Robert: Yes. That helps, so much.

Lila: Anything else?

Robert: I like the old custom of godparents. Neither of my parents were good carriers or teachers for me, and at age 15, I had the instinctive sense to go out and get myself a pair of godparents. They didn’t know each other. Those two people saved my life. I had a woman friend my mother’s age, and we never spoke in such terms, but she was my godmother. She saw me through from age 15 to 22. She died then, and it was the hardest death I had to face in my life. My godfather lived until fairly recently.

Lila: It seems particularly important in adolescence. In Island, Aldous Huxley presents the concept of teenagers being able to go to another home as a release valve for pressures in the family.

Robert: The Christian ideal was that the parents raised the child physically, but that the godparents were his or her spiritual teachers, and instinctively youngsters will go out and get somebody to teach them. I’ve been a godparent for dozens of youngsters going through adolescence. It seems to be my role in life. I have no children of my own, but I’ve godfathered many, many.

Lila: Are there other issues related to gender that you see as critical in our present time?

Robert: There’s a big trend going on that is so puzzling, but profound in its implications, and that is the softening of men and the hardening of women. Men are getting soft and gentle and standing back, and women are getting sharper and having careers and taking a bigger place and coming out more. So there’s a new kind of marriage to be seen in which the woman is dominant and makes the decisions. Her quick masculine wit and humor and idea and plan is out there before the man can even speak. It’s almost a standard American marriage now. I saw a scene in a bus station once. It was a little family knot; Grandmother was going home. The youngster burst into tears at losing Grandmother and went to her mother, who gave her a cuff on the cheek and said "Now brace up." She went to her father, and he comforted her. There was sternness from the woman and softness from the man, both of which are needed, but one would guess it would come the other way.

Lila: Where do you think this reversal comes from?

Robert: I think the patriarchal world has reigned supreme for so long that the pendulum’s swinging too far the other way. It needed to be rectified, but to swing the pendulum too far the other way is almost as bad.

Lila: Can we prevent that?

Robert: Some consciousness would help. A husband and wife can sit down together and say "Whose province is what? Where does a masculine consciousness serve best and where does a feminine one serve best?" I often have to tell a woman "Look, don’t make all the decisions for the family with that lightning quick mind of yours. Leave some of it for the man. He may be a week late, but he’ll get there, if you’ll just keep quiet for a while."

Lila: Do you think that that quick consciousness has always been natural to women? When men took the lead more, were women slower to reach such decisions?

Robert: Woman has always had that capacity, but it was never allowed. And now it’s a little too much. History has always been a series of pendulum swings, but the individual doesn’t have to get caught in that.

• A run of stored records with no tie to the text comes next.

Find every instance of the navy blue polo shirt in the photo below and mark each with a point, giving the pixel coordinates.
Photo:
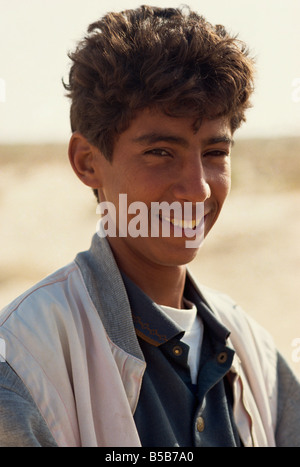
(171, 410)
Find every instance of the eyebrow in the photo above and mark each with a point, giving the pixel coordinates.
(151, 138)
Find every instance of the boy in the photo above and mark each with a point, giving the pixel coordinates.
(121, 347)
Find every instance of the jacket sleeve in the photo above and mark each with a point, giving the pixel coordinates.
(288, 418)
(21, 424)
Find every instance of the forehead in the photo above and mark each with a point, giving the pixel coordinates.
(151, 126)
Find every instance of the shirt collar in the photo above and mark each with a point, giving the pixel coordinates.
(155, 327)
(150, 321)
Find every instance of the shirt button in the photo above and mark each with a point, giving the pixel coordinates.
(222, 357)
(177, 350)
(200, 424)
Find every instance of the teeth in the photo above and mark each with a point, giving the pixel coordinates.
(182, 223)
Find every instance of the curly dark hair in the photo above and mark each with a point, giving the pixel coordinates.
(168, 58)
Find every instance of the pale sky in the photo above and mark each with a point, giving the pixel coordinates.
(35, 36)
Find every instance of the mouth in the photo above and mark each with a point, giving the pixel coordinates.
(182, 223)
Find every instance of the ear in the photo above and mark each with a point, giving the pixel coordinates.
(83, 157)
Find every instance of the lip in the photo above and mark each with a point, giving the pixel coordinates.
(183, 228)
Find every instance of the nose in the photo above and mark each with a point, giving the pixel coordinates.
(193, 183)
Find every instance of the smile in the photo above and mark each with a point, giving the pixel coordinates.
(182, 223)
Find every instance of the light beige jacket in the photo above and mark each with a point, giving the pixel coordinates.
(72, 342)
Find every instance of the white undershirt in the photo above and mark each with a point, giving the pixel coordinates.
(192, 324)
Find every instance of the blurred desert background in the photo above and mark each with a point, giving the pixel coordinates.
(253, 254)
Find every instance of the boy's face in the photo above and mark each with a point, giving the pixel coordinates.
(161, 158)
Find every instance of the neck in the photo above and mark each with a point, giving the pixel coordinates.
(163, 284)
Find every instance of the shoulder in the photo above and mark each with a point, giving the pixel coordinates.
(55, 291)
(21, 424)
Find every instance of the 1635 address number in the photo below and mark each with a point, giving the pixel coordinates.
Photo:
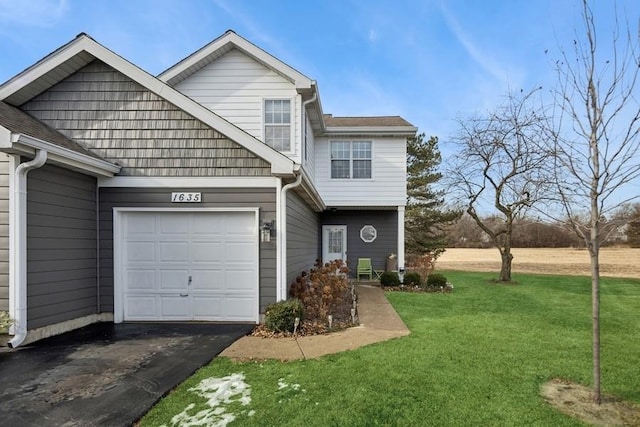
(186, 197)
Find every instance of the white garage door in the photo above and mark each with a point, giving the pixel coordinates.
(189, 265)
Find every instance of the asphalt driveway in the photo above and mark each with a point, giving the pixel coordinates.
(104, 374)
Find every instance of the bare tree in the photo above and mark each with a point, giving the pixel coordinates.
(500, 168)
(596, 142)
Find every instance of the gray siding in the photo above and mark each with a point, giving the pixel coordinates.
(4, 232)
(302, 237)
(264, 199)
(121, 121)
(386, 224)
(61, 246)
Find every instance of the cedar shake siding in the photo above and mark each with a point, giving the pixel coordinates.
(262, 198)
(4, 232)
(386, 242)
(61, 246)
(302, 237)
(124, 123)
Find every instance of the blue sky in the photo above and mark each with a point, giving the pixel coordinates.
(430, 61)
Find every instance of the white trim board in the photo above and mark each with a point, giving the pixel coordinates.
(188, 182)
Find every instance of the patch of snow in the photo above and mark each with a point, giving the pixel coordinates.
(218, 392)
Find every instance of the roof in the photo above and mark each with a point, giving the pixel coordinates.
(331, 121)
(19, 122)
(370, 125)
(69, 58)
(223, 44)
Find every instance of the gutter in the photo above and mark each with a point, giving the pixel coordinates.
(19, 264)
(281, 289)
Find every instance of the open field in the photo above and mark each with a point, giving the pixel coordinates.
(614, 262)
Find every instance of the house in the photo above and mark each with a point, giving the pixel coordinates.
(198, 194)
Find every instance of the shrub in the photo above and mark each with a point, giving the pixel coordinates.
(436, 280)
(389, 278)
(5, 321)
(422, 264)
(412, 279)
(280, 317)
(324, 290)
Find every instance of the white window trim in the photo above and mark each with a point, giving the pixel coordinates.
(350, 141)
(374, 231)
(292, 122)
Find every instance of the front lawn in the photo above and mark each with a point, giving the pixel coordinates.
(477, 356)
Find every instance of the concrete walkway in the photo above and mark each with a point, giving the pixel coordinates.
(378, 322)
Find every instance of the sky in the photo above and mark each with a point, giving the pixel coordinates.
(430, 61)
(433, 62)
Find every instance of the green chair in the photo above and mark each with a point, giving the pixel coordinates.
(364, 268)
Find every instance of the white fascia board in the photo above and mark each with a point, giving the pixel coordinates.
(188, 182)
(230, 38)
(280, 164)
(41, 68)
(371, 130)
(25, 144)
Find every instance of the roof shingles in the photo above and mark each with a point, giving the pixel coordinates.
(379, 121)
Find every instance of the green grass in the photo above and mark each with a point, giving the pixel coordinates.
(477, 356)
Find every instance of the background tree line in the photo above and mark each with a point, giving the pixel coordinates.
(624, 229)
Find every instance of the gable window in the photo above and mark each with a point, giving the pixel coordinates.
(350, 159)
(277, 124)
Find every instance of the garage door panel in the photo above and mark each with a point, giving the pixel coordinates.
(239, 251)
(174, 223)
(208, 252)
(217, 249)
(177, 280)
(209, 224)
(141, 251)
(142, 279)
(208, 279)
(239, 280)
(174, 251)
(139, 223)
(238, 225)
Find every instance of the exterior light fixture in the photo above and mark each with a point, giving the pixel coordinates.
(267, 231)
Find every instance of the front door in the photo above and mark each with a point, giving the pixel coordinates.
(334, 242)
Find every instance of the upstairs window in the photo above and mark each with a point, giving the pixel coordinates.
(351, 159)
(277, 124)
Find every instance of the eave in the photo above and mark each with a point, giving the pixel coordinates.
(25, 145)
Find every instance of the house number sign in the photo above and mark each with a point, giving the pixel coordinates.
(186, 197)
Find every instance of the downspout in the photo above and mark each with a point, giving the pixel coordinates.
(303, 156)
(281, 291)
(19, 269)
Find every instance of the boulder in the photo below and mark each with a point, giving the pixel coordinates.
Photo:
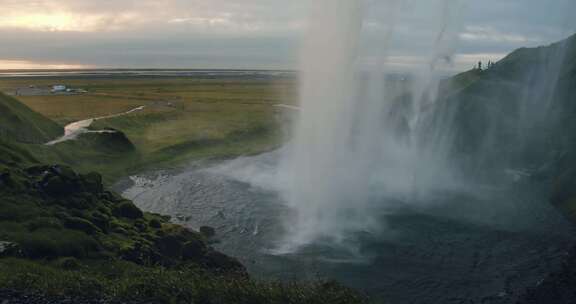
(154, 223)
(170, 245)
(207, 232)
(65, 172)
(56, 185)
(93, 182)
(128, 210)
(221, 262)
(81, 224)
(9, 249)
(194, 250)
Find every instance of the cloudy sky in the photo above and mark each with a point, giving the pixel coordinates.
(260, 34)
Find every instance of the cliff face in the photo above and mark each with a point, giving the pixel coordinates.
(516, 114)
(20, 123)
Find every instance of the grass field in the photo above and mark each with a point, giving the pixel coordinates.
(184, 118)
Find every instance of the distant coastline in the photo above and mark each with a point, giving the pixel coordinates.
(142, 73)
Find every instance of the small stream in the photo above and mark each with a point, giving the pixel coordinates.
(73, 130)
(461, 248)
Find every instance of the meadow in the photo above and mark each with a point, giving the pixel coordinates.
(184, 119)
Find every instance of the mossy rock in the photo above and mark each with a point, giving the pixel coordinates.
(93, 182)
(57, 186)
(127, 209)
(207, 231)
(43, 223)
(223, 263)
(155, 223)
(194, 250)
(69, 263)
(65, 172)
(81, 224)
(170, 245)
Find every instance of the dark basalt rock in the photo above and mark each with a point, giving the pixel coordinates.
(9, 249)
(207, 231)
(81, 224)
(221, 262)
(170, 245)
(128, 210)
(93, 182)
(194, 250)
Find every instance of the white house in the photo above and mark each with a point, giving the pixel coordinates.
(58, 88)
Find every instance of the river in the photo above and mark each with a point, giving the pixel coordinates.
(456, 248)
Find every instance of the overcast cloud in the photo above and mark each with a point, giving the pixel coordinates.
(261, 34)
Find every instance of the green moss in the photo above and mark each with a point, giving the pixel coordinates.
(125, 281)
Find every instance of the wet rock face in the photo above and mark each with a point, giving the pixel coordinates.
(207, 231)
(559, 287)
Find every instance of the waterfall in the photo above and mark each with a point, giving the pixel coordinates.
(356, 146)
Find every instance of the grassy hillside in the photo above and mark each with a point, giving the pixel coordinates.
(184, 119)
(517, 113)
(18, 122)
(65, 236)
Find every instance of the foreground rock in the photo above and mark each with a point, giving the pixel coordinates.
(68, 214)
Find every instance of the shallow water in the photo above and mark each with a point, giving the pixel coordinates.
(460, 248)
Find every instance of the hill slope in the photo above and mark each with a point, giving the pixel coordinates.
(20, 123)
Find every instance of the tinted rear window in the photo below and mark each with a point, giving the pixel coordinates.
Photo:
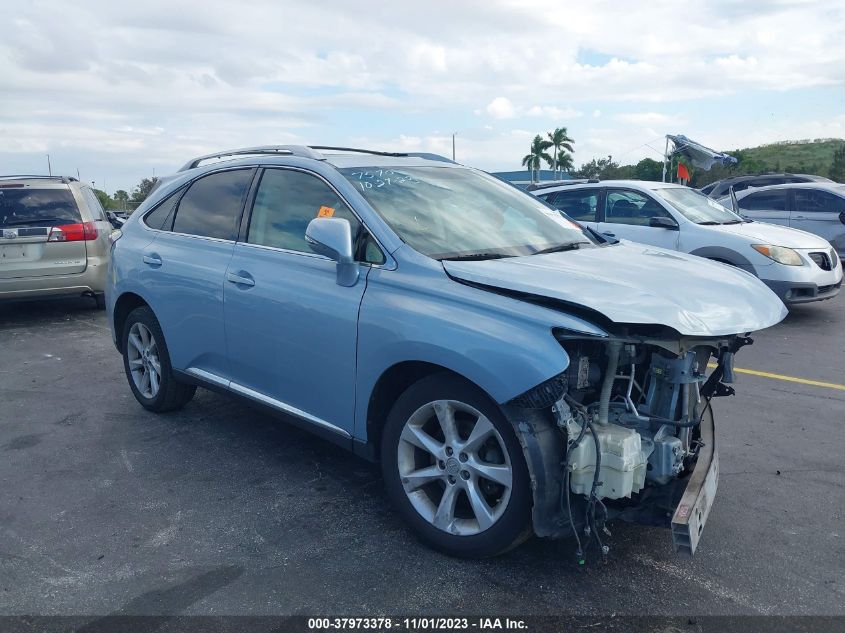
(212, 206)
(37, 207)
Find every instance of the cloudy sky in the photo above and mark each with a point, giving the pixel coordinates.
(120, 90)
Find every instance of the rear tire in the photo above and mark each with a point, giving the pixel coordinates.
(454, 470)
(146, 362)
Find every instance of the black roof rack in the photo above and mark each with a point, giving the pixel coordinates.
(288, 150)
(64, 179)
(304, 151)
(561, 183)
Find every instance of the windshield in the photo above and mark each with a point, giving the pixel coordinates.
(457, 213)
(697, 207)
(37, 207)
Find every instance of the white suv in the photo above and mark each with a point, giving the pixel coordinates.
(798, 266)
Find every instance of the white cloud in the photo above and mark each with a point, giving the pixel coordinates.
(501, 108)
(120, 87)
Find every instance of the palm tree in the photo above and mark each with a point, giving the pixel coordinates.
(564, 161)
(538, 153)
(559, 139)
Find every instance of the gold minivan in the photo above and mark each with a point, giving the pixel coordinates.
(54, 238)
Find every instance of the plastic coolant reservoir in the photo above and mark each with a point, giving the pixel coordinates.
(624, 457)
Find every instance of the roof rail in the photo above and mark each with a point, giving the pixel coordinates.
(356, 150)
(64, 179)
(287, 150)
(304, 151)
(561, 183)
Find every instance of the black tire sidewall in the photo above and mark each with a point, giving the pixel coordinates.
(145, 316)
(513, 524)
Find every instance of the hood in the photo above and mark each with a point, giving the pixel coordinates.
(763, 233)
(634, 283)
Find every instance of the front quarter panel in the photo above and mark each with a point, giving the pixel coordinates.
(417, 313)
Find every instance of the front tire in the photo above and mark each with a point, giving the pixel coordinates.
(454, 469)
(146, 362)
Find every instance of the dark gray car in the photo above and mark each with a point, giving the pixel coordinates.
(740, 183)
(817, 207)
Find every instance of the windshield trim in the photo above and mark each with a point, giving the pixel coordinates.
(731, 217)
(540, 214)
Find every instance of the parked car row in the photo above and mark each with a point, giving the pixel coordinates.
(721, 188)
(435, 319)
(515, 367)
(797, 265)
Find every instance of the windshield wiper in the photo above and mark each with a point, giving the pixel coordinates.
(568, 246)
(473, 257)
(41, 221)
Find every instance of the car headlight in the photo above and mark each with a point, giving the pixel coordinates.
(780, 254)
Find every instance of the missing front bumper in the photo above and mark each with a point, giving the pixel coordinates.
(694, 507)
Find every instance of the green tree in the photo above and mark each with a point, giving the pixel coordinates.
(121, 198)
(538, 154)
(559, 139)
(648, 169)
(105, 199)
(564, 161)
(837, 168)
(603, 168)
(140, 193)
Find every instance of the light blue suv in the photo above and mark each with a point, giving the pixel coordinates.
(514, 372)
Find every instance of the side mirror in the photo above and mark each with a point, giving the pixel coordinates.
(115, 220)
(332, 237)
(663, 223)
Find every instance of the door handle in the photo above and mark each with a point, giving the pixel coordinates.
(243, 279)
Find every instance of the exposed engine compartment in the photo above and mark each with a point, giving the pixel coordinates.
(629, 410)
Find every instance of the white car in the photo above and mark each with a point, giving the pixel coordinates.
(816, 207)
(798, 266)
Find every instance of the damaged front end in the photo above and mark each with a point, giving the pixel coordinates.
(626, 433)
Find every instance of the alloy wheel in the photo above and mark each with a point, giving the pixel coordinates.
(454, 467)
(144, 364)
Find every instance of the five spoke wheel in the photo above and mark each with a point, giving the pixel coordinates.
(144, 364)
(454, 467)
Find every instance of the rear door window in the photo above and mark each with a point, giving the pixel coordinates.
(93, 204)
(212, 205)
(764, 201)
(580, 204)
(26, 206)
(286, 201)
(161, 218)
(815, 201)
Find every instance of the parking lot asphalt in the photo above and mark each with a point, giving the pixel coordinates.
(218, 509)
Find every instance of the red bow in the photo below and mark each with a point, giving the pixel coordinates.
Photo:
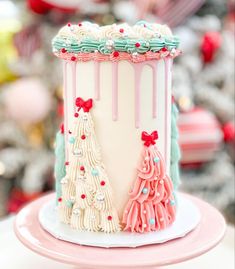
(149, 139)
(85, 105)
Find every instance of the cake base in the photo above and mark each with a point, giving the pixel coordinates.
(203, 238)
(188, 217)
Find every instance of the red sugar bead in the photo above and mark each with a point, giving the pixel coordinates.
(102, 183)
(83, 137)
(115, 54)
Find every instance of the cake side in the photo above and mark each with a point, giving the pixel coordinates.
(131, 95)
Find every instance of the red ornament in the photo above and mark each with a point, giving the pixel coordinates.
(115, 54)
(229, 132)
(85, 105)
(211, 42)
(149, 139)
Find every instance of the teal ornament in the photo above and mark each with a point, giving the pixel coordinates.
(59, 168)
(94, 172)
(71, 140)
(69, 204)
(156, 159)
(145, 190)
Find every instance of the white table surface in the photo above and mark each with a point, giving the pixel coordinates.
(14, 255)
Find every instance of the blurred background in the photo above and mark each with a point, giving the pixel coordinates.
(31, 107)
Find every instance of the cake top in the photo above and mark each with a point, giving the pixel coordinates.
(88, 41)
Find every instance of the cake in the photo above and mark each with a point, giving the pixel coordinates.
(117, 152)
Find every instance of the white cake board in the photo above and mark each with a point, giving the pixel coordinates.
(187, 218)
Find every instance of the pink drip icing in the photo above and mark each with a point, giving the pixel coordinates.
(153, 65)
(65, 108)
(137, 69)
(97, 80)
(143, 208)
(115, 91)
(167, 64)
(74, 83)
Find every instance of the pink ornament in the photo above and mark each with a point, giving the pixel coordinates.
(27, 101)
(200, 136)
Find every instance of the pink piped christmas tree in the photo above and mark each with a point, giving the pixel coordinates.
(151, 206)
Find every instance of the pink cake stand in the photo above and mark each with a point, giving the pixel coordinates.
(207, 235)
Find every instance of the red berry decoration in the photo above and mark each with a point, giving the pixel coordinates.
(115, 54)
(73, 58)
(229, 132)
(210, 44)
(102, 183)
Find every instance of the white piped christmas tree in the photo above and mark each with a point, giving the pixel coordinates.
(86, 201)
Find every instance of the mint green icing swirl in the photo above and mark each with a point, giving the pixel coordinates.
(122, 45)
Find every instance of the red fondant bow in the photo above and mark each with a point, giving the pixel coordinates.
(149, 139)
(85, 105)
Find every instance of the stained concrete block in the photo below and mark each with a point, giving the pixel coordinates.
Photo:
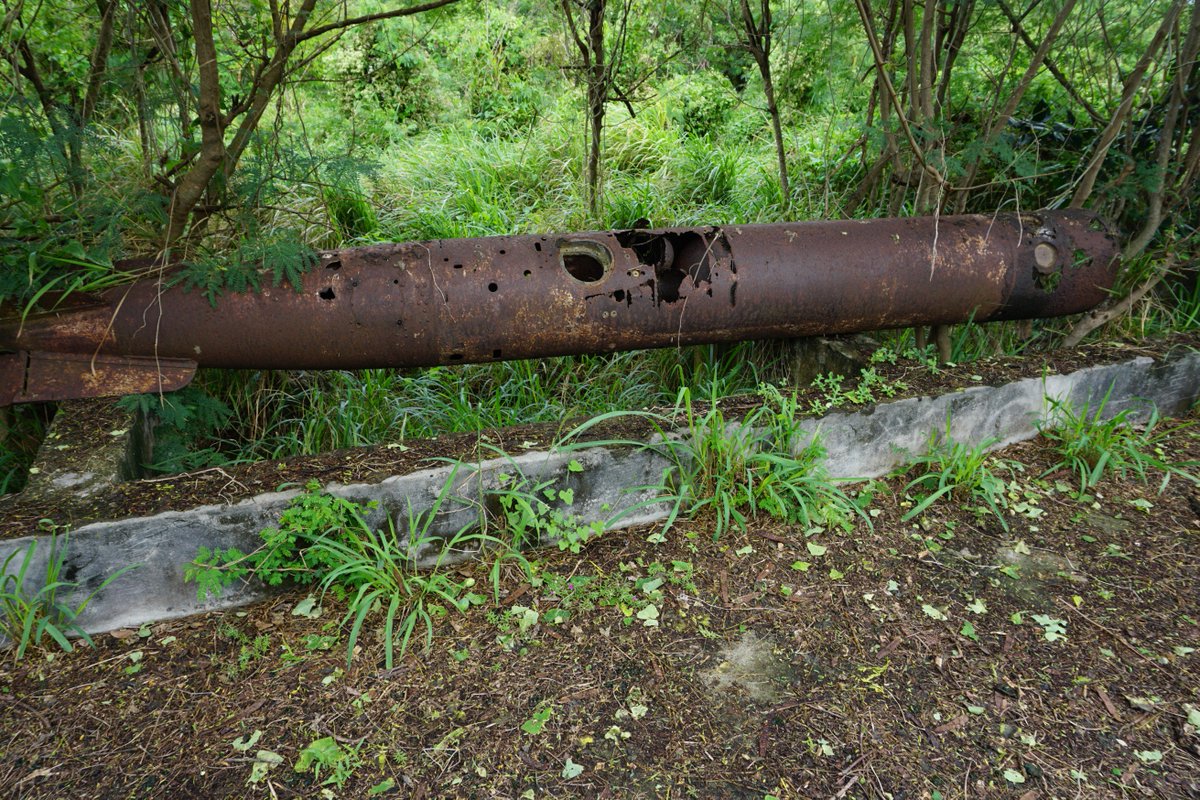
(865, 444)
(91, 445)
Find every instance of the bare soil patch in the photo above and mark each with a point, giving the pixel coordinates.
(900, 660)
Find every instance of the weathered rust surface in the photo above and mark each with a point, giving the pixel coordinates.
(45, 377)
(477, 300)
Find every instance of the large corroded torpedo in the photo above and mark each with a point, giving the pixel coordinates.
(474, 300)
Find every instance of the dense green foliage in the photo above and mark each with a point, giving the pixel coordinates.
(472, 120)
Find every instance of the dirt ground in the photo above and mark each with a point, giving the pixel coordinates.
(19, 515)
(936, 657)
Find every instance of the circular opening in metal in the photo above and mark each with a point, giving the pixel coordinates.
(1045, 257)
(585, 260)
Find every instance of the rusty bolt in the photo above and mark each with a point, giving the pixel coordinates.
(1045, 257)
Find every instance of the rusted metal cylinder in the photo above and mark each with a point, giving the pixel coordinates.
(477, 300)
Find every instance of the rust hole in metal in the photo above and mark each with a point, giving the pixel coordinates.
(675, 257)
(585, 260)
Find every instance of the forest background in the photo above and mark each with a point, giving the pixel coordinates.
(229, 136)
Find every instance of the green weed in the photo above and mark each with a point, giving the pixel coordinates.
(25, 619)
(756, 464)
(953, 469)
(1091, 445)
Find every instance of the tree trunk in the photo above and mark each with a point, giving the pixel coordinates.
(598, 92)
(191, 187)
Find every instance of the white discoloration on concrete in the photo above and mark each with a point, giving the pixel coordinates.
(865, 444)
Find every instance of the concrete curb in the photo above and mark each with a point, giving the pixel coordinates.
(862, 445)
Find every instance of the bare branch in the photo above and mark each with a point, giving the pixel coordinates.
(321, 30)
(1050, 65)
(1132, 85)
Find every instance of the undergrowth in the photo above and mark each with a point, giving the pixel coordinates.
(1095, 443)
(760, 463)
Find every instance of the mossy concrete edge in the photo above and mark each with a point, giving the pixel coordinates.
(610, 487)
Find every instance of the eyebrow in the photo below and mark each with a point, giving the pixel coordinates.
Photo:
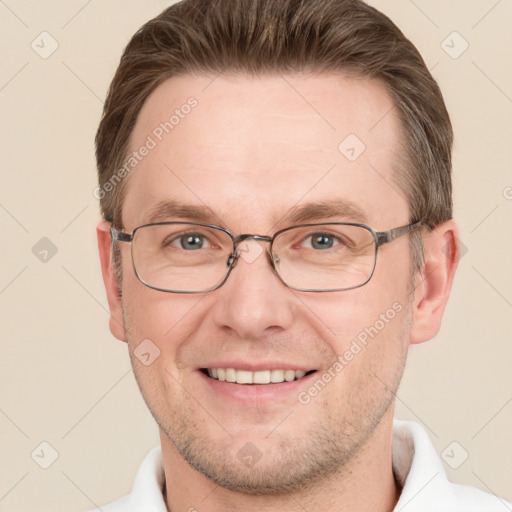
(325, 210)
(164, 210)
(333, 209)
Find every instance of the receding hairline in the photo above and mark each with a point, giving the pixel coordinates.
(399, 152)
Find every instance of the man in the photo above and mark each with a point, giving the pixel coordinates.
(275, 186)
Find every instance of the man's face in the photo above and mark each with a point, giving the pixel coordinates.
(252, 151)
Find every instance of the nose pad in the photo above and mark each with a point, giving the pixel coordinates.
(232, 259)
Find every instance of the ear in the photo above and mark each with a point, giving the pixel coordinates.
(115, 301)
(433, 284)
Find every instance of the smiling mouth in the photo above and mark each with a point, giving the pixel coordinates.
(259, 377)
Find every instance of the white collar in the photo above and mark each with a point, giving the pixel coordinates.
(417, 468)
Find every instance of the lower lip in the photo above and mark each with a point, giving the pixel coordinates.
(255, 392)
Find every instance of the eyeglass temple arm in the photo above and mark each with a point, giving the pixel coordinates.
(119, 236)
(384, 237)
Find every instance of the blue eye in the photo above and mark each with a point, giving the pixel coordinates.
(190, 242)
(322, 241)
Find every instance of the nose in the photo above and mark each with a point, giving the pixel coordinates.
(253, 302)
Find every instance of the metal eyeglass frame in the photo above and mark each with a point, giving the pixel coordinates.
(380, 238)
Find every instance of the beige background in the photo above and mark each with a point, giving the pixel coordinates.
(66, 381)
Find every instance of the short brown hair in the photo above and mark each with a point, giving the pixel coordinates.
(279, 36)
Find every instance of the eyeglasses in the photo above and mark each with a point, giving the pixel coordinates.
(189, 257)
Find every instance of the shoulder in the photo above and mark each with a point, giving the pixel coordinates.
(425, 485)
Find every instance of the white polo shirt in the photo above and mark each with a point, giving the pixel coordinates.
(417, 467)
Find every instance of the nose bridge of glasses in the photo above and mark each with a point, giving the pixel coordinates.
(246, 253)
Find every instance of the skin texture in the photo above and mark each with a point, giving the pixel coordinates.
(252, 150)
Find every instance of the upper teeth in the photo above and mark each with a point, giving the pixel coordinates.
(259, 377)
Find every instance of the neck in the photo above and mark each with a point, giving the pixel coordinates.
(365, 483)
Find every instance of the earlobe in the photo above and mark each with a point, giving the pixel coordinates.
(434, 282)
(109, 279)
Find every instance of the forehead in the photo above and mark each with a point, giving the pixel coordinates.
(254, 147)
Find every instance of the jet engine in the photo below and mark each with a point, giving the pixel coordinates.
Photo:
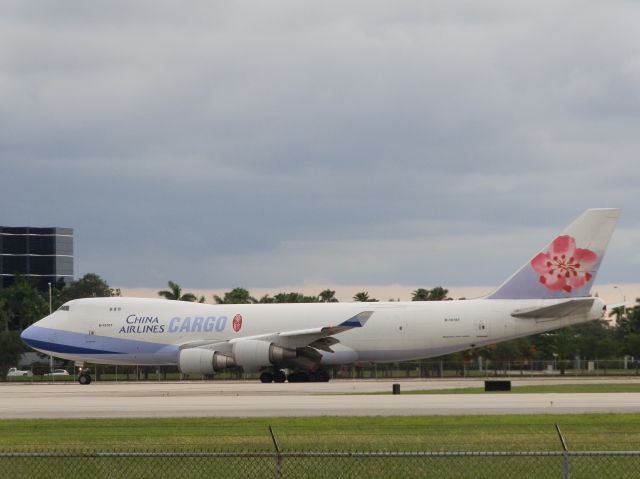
(253, 354)
(203, 361)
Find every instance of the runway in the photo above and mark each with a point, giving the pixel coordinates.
(252, 399)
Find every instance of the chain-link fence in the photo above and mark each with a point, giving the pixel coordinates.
(111, 465)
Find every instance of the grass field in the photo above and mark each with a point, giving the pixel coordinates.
(80, 440)
(422, 433)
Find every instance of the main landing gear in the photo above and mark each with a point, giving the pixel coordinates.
(279, 376)
(84, 378)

Lila: Do you think we’re destined as a society to go all the way into a very long pendulum swing the other way, or is it possible to modulate it sooner?

Robert: History seems to be so clumsy. Again, I place my hope in individuals, not in the great collective swings. I think we’re headed rapidly into a matriarchy right now. It’s already here to be observed. The energy seems to be in women now. They’re quick and sharp and have decisive ideas. Men are rather soft and dreamy and moody. I jokingly say, "If we keep on going, we’ll reach the efficiency of the beehive, where we need a few men for fertilization, and otherwise they’re not required." I had a patient once who dreamed she kept her husband in the deep freeze except for mating. Lots of men feel that way.

Nothing will see us through the age we’re entering but high consciousness, and that comes hard. We don’t have a good, modern myth yet, and we need one.